O epíteto de Rei das Fugas começou com a vitória na Volta à Flandres em 1992 após uma escapada épica de 217 quilómetros e foi ganhando substância com as suas recorrentes aventuras no Tour, sempre inconformista, a recusar ser só mais um no indistinguível pelotão, o que lhe valeu muitas desilusões com a meta à vista mas também três vitórias em etapas e dois prémios da Combatividade, em 1998 e 1999. Neste último ano foi também o lanterna vermelha da prova. Ainda andou dois dias de amarelo em 1995 depois de ter sido o vencedor-surpresa do Prólogo, etapa que terminou antes de uma bátega de água se abater sob a caravana do Tour.

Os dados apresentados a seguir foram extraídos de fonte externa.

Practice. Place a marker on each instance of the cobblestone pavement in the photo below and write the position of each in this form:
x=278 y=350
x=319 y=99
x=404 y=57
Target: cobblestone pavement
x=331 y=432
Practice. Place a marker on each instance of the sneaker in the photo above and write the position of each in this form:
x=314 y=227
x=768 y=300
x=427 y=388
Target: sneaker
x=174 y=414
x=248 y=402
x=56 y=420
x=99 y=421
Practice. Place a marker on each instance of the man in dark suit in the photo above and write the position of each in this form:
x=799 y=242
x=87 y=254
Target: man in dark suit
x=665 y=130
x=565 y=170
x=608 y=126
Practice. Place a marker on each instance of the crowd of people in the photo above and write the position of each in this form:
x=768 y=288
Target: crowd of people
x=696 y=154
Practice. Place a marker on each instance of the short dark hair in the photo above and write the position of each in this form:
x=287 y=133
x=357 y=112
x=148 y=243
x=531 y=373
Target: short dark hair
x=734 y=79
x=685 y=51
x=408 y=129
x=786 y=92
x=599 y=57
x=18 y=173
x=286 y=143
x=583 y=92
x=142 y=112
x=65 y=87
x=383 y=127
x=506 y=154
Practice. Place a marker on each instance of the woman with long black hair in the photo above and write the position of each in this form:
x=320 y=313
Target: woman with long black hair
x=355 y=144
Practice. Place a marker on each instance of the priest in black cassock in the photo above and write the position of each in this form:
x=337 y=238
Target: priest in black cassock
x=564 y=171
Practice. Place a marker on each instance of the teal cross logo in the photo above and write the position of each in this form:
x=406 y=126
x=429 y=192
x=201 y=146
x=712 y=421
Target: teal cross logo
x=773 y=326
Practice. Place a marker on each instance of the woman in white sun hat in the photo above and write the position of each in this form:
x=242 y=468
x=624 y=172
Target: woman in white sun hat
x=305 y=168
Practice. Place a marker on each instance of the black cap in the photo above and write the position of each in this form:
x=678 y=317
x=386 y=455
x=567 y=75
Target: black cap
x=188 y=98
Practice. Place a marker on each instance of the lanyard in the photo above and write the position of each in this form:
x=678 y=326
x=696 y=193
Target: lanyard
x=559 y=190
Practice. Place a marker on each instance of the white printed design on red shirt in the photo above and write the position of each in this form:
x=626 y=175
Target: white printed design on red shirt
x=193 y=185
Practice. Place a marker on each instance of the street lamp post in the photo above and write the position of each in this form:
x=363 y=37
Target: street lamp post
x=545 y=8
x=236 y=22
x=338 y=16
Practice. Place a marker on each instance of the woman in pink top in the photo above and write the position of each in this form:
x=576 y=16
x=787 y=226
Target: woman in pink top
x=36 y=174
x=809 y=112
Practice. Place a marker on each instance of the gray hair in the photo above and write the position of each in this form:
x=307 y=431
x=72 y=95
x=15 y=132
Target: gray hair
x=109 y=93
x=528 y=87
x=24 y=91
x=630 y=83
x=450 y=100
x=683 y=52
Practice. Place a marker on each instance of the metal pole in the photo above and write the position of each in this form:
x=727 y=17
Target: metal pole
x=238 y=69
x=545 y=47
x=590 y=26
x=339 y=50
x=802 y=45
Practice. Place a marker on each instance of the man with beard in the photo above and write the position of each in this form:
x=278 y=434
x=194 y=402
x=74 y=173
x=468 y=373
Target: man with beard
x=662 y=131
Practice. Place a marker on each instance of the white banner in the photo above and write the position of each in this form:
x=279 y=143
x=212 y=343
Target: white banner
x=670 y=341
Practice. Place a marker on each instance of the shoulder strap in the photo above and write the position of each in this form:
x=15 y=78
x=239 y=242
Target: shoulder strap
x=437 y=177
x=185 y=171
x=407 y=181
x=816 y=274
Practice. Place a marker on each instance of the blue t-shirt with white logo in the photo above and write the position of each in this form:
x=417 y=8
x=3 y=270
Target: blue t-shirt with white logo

Hoje, Jacky Durand é comentador televisivo. Em vésperas do início do Giro, diz-nos que o colombiano Egan Bernal (INEOS) é o grande favorito, que talvez ainda seja cedo para João Almeida, mas lembra que a Volta a Itália sempre foi feita de surpresas.

Sempre foi conhecido pelo rei das fugas e nunca teve receio de atacar. Qual é a maior dificuldade para um ciclista durante uma longa escapada em solitário: a parte física ou manter a concentração psicológica?
A parte mais difícil não é fazer uma grande fuga. A parte mais difícil é não ter medo do dia seguinte. Numa corrida de um dia, por exemplo, é fácil entrar numa longa fuga porque no dia seguinte sabes que não vais correr e podes recuperar. Numa corrida por etapas não. Essa é a grande dificuldade. Há muitos ciclistas que contam as pedaladas que dão, constantemente com receio do dia seguinte e é por isso que há muitos deles que não se atrevem a tentar fugas. Ou então tentam, mas a 4-5 dias do final, quando sabem que o final está ali perto.